Neyse ki, bunu sonuna kadar yapabileceği Black şarkısı “Wonderful Life” ın cover’ı hemen ardından geliyor. Zurab’ın baş gitar çalması şarkıya ekstra bir katman katıyor ve ikinci yarıda etkileyici gitar sololarına biraz daha yer olduğu da dikkat çekiyor. Ne yazık ki, şarkının ruhuna her zaman pek uymuyorlar, örneğin biraz daha az olabileceği “14 Windows” sırasında olduğu gibi.
© CPU – Peter Verstraeten
Başka bir yeni şarkı olan “Quiet Moves”, sonunda ikinci setinin en önemli özelliği haline gelir. İngilizler, koroda inanılmaz derecede yükseklere çıktığı olağanüstü sesini bir kez daha gösteriyor. Bunu ayrıca piyanist ile kendisi arasında birbirinin melodilerini taklit eden müzikal bir soru-cevap takip eder. Melua’nın işçiliğinin yanı sıra grubunu da gösteriyor. Son atağına “O Tatlı Günler” ile devam etmesi, tamamen oturmuş olan orta meydanda taraftarların ayakta alkışlamasına neden oluyor. Daha sonra sahneden kaybolur, ancak bir dakika sonra tekrarı için geri döner.
“Call Off the Search” de bize tam olarak ulaşamayan güzel bir şarkı. Ancak bunu kapanış numarasıyla, daha önce hiç olmadığı kadar solo olarak yapıyor. “Senin İçin Ağladım”ın bastırılmış versiyonu, pek çok sert adamın gözyaşı dökmesine neden olabilir ve bu nedenle Katie Melua, dinleyicilerinin kalplerine son kez kendi şarkısını söylüyor.
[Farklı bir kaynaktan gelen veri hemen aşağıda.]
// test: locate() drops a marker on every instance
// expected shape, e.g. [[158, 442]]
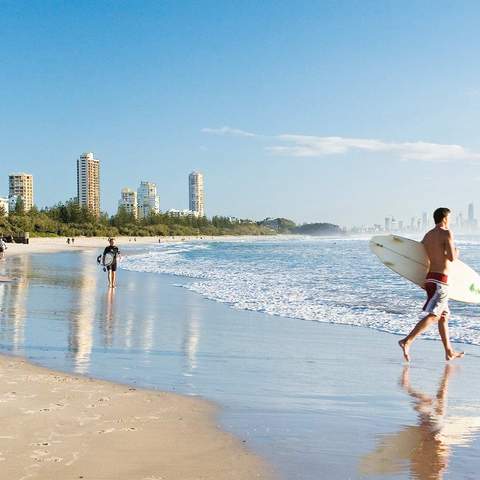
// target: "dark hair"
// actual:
[[439, 214]]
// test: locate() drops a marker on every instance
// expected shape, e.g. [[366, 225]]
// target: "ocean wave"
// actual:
[[324, 280]]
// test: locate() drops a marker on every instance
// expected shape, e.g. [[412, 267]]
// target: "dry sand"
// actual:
[[58, 426]]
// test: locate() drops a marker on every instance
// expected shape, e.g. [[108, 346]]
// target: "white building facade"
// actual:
[[148, 199], [88, 182], [4, 205], [182, 213], [196, 194], [20, 185], [128, 200]]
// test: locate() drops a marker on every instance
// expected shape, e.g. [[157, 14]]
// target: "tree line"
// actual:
[[70, 219]]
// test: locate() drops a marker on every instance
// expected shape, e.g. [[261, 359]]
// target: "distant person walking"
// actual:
[[113, 250], [441, 252], [3, 248]]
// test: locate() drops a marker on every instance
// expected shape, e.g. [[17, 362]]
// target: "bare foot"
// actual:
[[452, 355], [405, 349]]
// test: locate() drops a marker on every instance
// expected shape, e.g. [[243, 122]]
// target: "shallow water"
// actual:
[[324, 280], [317, 400]]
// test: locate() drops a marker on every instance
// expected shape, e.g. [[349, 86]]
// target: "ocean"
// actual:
[[332, 280]]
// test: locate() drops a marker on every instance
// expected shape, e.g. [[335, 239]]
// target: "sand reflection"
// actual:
[[13, 295], [423, 449], [80, 339]]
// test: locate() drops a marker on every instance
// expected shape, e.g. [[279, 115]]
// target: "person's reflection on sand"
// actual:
[[108, 318], [424, 449]]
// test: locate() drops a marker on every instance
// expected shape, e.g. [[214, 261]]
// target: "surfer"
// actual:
[[112, 268], [441, 251], [3, 248]]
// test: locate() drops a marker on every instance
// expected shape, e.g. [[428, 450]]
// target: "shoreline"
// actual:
[[74, 426], [70, 425], [296, 391]]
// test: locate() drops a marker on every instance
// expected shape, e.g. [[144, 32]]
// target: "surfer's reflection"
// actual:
[[107, 319], [425, 448]]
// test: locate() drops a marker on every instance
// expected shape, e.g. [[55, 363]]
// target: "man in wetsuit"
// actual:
[[441, 252], [111, 269]]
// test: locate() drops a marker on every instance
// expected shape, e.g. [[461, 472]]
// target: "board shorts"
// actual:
[[112, 267], [436, 286]]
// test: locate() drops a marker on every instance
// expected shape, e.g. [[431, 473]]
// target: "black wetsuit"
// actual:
[[115, 251]]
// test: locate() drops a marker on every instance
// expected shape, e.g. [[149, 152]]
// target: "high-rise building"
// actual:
[[196, 193], [4, 206], [20, 186], [471, 214], [128, 200], [472, 223], [424, 220], [148, 200], [88, 182]]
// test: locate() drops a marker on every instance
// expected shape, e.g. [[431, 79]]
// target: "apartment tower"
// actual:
[[148, 200], [88, 182], [20, 185], [196, 193], [128, 201]]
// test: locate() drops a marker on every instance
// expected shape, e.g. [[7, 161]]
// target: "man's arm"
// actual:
[[450, 250], [103, 256]]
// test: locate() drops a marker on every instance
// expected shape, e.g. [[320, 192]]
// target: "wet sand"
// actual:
[[315, 400], [61, 426]]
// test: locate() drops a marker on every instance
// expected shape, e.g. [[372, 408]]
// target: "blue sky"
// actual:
[[341, 111]]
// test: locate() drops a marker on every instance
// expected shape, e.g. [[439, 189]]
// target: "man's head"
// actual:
[[441, 216]]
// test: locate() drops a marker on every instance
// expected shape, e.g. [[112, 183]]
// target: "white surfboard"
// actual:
[[409, 259]]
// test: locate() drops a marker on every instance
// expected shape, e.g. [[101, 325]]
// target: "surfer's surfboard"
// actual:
[[409, 259], [109, 259]]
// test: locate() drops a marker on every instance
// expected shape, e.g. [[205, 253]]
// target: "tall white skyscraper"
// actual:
[[196, 193], [4, 206], [148, 200], [20, 185], [471, 213], [88, 182], [128, 200]]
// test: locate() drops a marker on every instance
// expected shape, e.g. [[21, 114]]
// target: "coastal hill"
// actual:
[[286, 226]]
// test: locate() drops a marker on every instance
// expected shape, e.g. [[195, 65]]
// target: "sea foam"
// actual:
[[324, 280]]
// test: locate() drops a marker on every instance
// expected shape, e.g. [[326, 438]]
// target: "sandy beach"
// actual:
[[61, 426], [314, 400]]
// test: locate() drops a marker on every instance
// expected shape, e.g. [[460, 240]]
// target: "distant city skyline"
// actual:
[[329, 111]]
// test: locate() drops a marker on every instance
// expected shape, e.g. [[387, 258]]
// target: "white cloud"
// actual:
[[235, 132], [311, 146], [314, 146]]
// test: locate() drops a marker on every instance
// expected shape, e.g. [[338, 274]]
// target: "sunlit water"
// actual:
[[325, 280], [317, 400]]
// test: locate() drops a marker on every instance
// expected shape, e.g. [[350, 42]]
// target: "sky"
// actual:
[[335, 111]]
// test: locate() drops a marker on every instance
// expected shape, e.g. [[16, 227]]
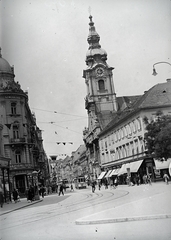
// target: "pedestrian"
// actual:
[[99, 185], [72, 189], [42, 191], [137, 180], [15, 195], [30, 194], [145, 179], [116, 182], [1, 197], [61, 190], [149, 179], [166, 178], [93, 187]]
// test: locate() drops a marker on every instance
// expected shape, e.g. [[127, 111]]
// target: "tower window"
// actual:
[[18, 156], [13, 108], [15, 131], [101, 85]]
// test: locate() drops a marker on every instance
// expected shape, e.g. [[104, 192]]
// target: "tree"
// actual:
[[158, 136]]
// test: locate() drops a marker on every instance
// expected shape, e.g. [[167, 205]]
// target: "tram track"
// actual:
[[62, 208]]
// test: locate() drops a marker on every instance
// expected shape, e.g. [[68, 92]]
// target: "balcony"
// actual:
[[21, 166], [17, 140], [88, 101]]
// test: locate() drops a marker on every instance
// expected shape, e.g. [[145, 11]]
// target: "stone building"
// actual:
[[122, 146], [21, 138], [101, 102]]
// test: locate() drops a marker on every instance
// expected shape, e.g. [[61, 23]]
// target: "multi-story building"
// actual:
[[21, 138], [122, 146], [79, 162], [4, 169], [101, 101]]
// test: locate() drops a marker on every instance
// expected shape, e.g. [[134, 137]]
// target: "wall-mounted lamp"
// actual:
[[154, 70]]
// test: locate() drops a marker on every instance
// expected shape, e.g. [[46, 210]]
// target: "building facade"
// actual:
[[22, 140], [122, 144]]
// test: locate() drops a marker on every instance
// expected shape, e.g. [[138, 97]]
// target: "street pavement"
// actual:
[[156, 205], [143, 202], [131, 213]]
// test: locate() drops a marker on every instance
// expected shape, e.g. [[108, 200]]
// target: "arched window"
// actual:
[[16, 130], [101, 85], [13, 108], [18, 156]]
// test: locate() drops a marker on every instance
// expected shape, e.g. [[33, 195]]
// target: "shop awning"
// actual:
[[134, 166], [108, 173], [162, 164], [114, 172], [123, 169], [101, 175]]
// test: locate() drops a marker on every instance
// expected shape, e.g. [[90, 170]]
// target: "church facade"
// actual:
[[114, 137]]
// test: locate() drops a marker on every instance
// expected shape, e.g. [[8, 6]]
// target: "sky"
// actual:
[[46, 41]]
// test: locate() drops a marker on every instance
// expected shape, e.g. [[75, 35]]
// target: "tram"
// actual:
[[80, 182]]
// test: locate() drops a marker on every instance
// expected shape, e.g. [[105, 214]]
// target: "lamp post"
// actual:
[[35, 181], [154, 70]]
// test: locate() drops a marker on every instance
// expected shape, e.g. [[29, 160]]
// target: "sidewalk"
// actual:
[[155, 206], [12, 206]]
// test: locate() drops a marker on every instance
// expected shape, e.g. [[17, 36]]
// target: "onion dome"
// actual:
[[94, 46], [4, 65]]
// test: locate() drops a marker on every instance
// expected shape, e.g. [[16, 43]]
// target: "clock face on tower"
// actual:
[[99, 71]]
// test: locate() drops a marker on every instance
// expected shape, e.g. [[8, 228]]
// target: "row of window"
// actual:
[[121, 133], [125, 151]]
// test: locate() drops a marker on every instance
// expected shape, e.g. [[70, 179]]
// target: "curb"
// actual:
[[12, 210], [118, 220]]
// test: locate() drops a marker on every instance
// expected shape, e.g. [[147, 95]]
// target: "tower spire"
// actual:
[[93, 37]]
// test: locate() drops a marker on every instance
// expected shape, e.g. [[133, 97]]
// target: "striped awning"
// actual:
[[102, 174], [123, 169], [114, 172], [134, 166], [162, 164]]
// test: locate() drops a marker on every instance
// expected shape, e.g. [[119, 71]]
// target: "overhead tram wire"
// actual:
[[59, 112]]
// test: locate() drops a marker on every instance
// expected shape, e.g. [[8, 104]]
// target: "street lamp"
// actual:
[[154, 70], [35, 181]]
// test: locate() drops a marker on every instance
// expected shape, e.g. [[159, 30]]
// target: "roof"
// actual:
[[4, 66], [125, 102]]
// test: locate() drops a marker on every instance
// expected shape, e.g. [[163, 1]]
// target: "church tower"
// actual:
[[100, 101]]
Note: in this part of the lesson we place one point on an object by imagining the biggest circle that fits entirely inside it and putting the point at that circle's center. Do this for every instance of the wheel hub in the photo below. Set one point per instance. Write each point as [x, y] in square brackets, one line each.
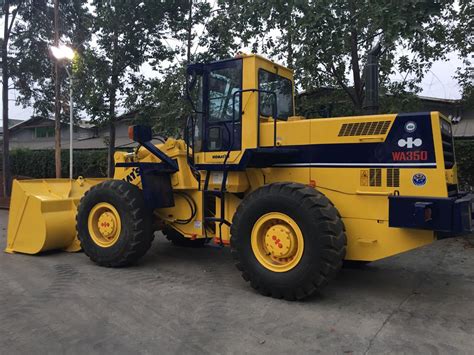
[107, 224]
[280, 241]
[277, 242]
[104, 224]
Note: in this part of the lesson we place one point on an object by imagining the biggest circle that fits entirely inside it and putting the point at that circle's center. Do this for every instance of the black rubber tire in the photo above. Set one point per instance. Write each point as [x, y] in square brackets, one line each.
[136, 221]
[323, 232]
[180, 240]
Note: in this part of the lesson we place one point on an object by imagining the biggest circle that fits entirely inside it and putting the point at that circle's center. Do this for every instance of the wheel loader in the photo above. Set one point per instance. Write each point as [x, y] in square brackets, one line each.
[292, 197]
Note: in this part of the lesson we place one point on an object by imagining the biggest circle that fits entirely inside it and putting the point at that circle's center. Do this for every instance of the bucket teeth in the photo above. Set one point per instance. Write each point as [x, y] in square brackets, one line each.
[43, 214]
Gecenin ikinci kez ayakta alkışlanmasını sağlar ve bu sefer tüm seyirciler katılır.
© CPU – Peter Verstraeten
Katie Melua bu akşam konu samimiyet olduğunda bir kraliçe olduğunu bir kez daha kanıtladı. Güçlü vokali ve muhteşem destek grubuyla şarkıcı bize defalarca dokundu. Sesinin sıcaklığını dinleyicilerin kalbine taşımayı başardı ve kesinlikle niyeti buydu. Soğuk bir kış gününde Melua’nın performansını sıcak bir battaniyeyle karşılaştırmaktan çekinmeyin.